Green Valley Fire District Green Valley Fire District

Compassion • Competence • Character

Outta here! Winter visitors preparing to flee the heat

Leaving town for the summer soon? A few simple steps can make your away-from-home time a lot less worrisome for you and your neighbors.

Local health and safety officials offer many tips to reduce the risk of break-ins, fire, flood damage and disease.

Lower fire risk

Even if you’re leaving in the next couple of weeks, you can still schedule a visit by Green Valley Fire Corps volunteers to replace smoke alarms and alarm batteries. They’ll also add you to a reminder list to let you know when the next replacement is due. For details or to make an appointment, go to http://gvfire.org/smoke-alarms, or call 520-393-7505.

The Green Valley Fire District recommends arranging with a nearby friend or neighbor to check your home while you’re gone for anything abnormal, and providing emergency contacts in case of flooding from irrigation, storms or plumbing systems, or other incidents.

GVFD outreach coordinator L.T. Pratt also suggests turning off pilot lights for gas water heaters, furnaces, stoves and other appliances. If you need help relighting the pilot, the district can assist you.

Unplug all kitchen appliances, prop the refrigerator open, and leave indoor thermostats set at 78 to 85 degrees.

Leaving vehicles and golf carts behind? Unplug trickle chargers and disconnect them from the batteries.

“Not that we can pinpoint fires to these but we’ve been suspect of them in several situations,” Pratt said, adding that for this type of fire, “you’re probably talking a total loss.”

And don’t forget to remove other potential fire sources — clutter from patio windows through which the sun can ignite flammables, and store flammable materials in proper containers. Makeshift ones can disintegrate in intense garage heat, spill and flow near electrical wiring, which also can ignite a fire.

Store gasoline, patio cushions, wood piles and any other flammables so they’re not against the house in case of grass fires, from which embers can blow anywhere, Pratt suggests.
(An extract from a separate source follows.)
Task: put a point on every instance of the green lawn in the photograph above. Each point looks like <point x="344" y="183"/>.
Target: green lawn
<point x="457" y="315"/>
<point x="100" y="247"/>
Unless someone is checking on your home regularly, turn off the water system and have more frequent checks based on the home’s age and remoteness from other homes.

New to the area and don’t have a keyholder? Ask your HOA board who the permanent residents are and see if they’ll help keep watch for evidence of leaky pipes, break-ins or anything out of the ordinary.

Thwart burglars

Always keep doors and windows locked, use deadbolts on exterior doors and wooden dowels or security bars on all windows and sliders, suggests Green Valley Sheriff’s Auxiliary Volunteers. And don’t forget to lock the garage, gates and take vehicle keys with you.

Avoid the “unoccupied” look by closing all blinds and drapes, using electric timers on interior lights, and arrange for yard care so weeds don’t accumulate. Keep a written/pictorial record of your possessions, have your mail held or forwarded, and don’t advertise you’re away on your answering machine, Facebook or automatic e-mail response.

SAV provides free home security checks in Green Valley every seven to 10 days. To arrange one, call 351-6744 or visit the SAV Building at 601 N. La Cañada Drive weekdays between 8 a.m. and 4 p.m. View SAV’s complete vacation checklist online at www.gvnews.com

Keep your guard up

Reduce catching nasty diseases carried by mosquitoes, such as the Zika virus, dengue and yellow fever through prevention, according to the Pima County Health Department.

Keep your property free of standing water by upending all buckets, empty planters, pet bowls and any other items or areas that can collect rainwater — birdbaths, even depressions in tarp-covered wood piles and trampolines. Store boats and canoes upside-down, move old tires indoors, check stagnant fountains, unused swimming pools, hot tubs, empty beverage cans, and livestock troughs.

Unclog rain gutters, fill holes or depressions in trees, change pet water daily and wipe out dishes to remove eggs.

Fix drainage problems in private roadways, green pools and other areas, and report any along public routes to Pima County at 520-243-7999, or fill out the form at www.pima.gov/mosquitoes

If you’re spending the summer here, keep door and window screens closed and in good repair. Outdoors, wear loose-fitting, light-colored clothing, long sleeves and pants.

Use insect repellent, especially while visiting disease-affected areas, and avoid mosquito bites for at least a week after you return, even if you show no signs of illness. Effective bite-repellents include DEET, picaridin or oil of lemon eucalyptus.

And stay alert, health officials advise. There’s more than one mosquito variety out there, some of which are only part of the day, although almost any can be out day or night, including the Aedes aegypti, which can transmit Zika, according to state health officials.